The day before when I had come into work, she was lying in bed, a blue towel covering the whole right side of her face, her body buried in a pile of blankets. Her eyes were closed. The nurse told me she had refused to eat lunch. She was also requiring high dose painkillers for the surgery that she’d just had the day before. She had so far been unable to move from her bed and walk to the toilet since the pain she felt from the wound on her thigh. She was stubborn about not moving.
Her name means Help in Malagasy and as she lay in her bed, face covered, still as a statue, my heart broke for her. The situation is all too familiar to me. The facial flesh eating disease, noma, was the one who ate away her face. Like so many other patients I have cared for and fallen in love with in the past, she too needs patient, constant, unconditional love. She has clearly been rejected and shamed in her community. Only God knows the awful things that may have been whispered about her as she went about her daily life, her face hidden in shame.

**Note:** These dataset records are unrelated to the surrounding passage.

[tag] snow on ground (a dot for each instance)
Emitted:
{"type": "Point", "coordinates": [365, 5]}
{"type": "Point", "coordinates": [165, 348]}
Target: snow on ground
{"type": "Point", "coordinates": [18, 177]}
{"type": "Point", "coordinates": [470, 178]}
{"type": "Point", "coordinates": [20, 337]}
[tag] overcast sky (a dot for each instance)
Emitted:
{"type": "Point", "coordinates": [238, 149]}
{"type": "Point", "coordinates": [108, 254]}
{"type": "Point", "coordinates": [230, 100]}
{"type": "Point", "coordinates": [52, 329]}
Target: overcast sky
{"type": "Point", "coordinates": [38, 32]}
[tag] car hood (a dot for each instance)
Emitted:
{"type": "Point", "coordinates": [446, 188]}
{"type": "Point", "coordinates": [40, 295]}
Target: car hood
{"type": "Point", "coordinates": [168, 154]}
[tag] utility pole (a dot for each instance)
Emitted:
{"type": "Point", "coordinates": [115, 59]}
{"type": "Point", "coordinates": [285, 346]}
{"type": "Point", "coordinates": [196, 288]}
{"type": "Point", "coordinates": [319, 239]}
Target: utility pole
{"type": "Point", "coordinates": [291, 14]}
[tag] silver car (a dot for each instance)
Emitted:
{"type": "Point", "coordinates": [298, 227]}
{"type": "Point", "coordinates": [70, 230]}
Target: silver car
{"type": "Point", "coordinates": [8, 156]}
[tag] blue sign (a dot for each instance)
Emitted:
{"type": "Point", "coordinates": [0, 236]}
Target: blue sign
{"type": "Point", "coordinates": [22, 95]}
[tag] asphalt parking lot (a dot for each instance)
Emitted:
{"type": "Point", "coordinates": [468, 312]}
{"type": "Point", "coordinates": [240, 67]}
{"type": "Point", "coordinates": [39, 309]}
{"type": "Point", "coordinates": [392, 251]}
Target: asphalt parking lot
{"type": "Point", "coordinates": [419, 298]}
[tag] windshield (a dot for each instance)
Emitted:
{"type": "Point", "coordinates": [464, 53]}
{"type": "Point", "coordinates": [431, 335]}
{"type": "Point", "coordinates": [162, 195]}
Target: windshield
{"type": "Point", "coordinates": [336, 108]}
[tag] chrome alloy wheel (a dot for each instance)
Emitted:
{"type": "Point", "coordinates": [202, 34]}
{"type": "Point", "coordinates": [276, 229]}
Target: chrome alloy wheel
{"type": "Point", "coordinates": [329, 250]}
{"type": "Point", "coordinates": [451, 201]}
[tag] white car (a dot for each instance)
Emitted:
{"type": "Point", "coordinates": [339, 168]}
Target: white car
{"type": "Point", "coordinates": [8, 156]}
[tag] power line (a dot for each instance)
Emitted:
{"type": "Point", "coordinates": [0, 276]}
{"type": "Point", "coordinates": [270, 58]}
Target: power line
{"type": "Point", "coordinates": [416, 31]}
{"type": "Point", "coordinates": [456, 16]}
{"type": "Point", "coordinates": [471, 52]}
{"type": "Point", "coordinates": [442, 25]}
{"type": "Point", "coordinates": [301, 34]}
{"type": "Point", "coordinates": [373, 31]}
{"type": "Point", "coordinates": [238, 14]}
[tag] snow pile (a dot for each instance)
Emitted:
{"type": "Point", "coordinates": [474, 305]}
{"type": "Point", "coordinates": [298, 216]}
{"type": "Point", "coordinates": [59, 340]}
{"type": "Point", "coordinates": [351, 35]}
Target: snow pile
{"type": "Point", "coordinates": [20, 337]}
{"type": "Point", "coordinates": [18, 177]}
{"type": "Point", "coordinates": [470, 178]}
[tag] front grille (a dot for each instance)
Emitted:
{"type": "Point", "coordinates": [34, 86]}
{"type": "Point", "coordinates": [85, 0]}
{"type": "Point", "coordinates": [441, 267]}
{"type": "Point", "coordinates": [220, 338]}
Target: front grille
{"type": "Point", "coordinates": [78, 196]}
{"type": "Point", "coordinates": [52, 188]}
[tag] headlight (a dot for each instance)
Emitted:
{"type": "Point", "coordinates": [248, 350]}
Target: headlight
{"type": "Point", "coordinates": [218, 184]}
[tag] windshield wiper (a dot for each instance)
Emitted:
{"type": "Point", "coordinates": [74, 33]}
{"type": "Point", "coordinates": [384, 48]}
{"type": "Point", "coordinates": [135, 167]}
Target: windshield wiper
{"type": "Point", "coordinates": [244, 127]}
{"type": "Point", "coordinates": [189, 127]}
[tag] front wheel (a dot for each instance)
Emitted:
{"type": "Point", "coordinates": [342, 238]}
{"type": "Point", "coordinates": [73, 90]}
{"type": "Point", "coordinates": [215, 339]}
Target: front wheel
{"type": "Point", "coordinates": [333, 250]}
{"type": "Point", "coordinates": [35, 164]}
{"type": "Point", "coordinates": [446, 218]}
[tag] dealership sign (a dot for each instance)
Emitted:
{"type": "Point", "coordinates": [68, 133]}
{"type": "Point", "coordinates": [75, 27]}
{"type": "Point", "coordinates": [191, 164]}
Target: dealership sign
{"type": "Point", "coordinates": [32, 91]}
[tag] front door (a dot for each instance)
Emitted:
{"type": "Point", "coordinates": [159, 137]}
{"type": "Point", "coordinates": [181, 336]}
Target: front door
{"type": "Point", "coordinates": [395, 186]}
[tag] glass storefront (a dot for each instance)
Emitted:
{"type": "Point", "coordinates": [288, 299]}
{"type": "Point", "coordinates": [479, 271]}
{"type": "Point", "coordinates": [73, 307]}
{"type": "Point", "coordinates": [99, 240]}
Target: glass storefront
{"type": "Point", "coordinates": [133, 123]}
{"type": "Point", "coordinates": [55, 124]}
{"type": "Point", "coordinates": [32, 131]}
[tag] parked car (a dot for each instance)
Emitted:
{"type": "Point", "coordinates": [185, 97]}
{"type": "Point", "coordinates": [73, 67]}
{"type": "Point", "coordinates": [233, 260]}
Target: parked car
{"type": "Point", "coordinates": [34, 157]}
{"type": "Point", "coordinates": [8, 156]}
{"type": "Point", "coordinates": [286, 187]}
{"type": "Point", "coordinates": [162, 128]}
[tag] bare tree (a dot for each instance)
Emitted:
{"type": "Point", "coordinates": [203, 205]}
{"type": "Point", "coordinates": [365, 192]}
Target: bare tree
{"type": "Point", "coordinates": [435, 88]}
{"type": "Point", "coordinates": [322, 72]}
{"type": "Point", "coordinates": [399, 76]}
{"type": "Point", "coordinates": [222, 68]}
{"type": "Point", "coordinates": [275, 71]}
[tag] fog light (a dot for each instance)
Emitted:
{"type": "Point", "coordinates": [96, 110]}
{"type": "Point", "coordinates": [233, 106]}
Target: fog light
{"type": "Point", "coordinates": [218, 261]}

My years of nursing in this place has made me soft and cry more than I ever thought I would but also one of the toughest, unafraid to push the patients to return to a normal rhythm of life despite being in a hospital. Yesterday I pushed her gently and was actually rewarded with an unexpected smile!
Our mission now, if we should choose to accept it, is to sing love over her until it seeps into the very depths of her soul. She has a long road ahead, but being constantly bathed in God’s beauty and goodness is sure to change her.
When I look at my own life, sometimes I shield my face from others. Well actually to be honest, living in such a close community like the ship makes me shield my face often, from those who care, but aren’t the ones that I would choose to share the intricate details of my life with. I think many of us cover our face and stubbornly lay waiting for God to heal our hearts or make our daily life better. Sometimes when your heart is broken and laying on the floor, all you can do is lay in God’s arms, but I think that’s when we need to ask Him for strength to face the new day and to draw off his strength. In that moment we feel carried on his shoulders and He is made strong in our weakness.
There is a lot of sadness in the world at the moment. You don’t need to look very far to see the massive need of the Syrian refugees, the wars that still rage, natural disasters, the friend who is struggling, the patient lying in her hospital bed struggling to accept the road ahead of her, my neighbour who just lost his battle with cancer or the loss of friends who were killed in a car accident over the weekend.
I have asked God all sorts of questions lately, not just about finding patient’s bonnets, but about the plan that he has for us. He says He has plans to prosper us and not to harm us, to give us a hope and a future. (Jer 29:11) But what about all those who are suffering harm? The next verses in Jeremiah carry on by saying that when we call upon Him and come and pray or talk to Him, He will listen and when we seek Him with all our hearts, we will find him. In my experience, in the moment we call out to God and find Him, the pain doesn’t just vanish, but as we learn to lean into Him and let Him carry us, He’ll also carry our pain.
As I was reading the news articles about the Syrian refugees and just feeling so discouraged for them, I was asking God, “How do they know that you are a good God when all they have known is war for the past four years? How do they know that you love them?” I didn’t hear an immediate answer, but the next day as I read more articles, they were about people in Europe standing by the border crossings with banners saying Welcome, passing out free food for those walking on the highway from Hungary to Austria, new shoes provided for those who’d walked and walked and families who’d welcomed strangers into their villages, God whispered to me that he showed these people he loved them through the people who reached out and showed kindness and love. It was a strong reminder to me of the different ways that God shows His love and also to remember to listen to God’s spirit whispering to me to be the one who hands out love in the form of a batch of cookies for a friend who needs encouragement, a bunch of flowers to a family member who has lost a loved one, an extra moment to sit with the patient who is struggling to interact and receive love.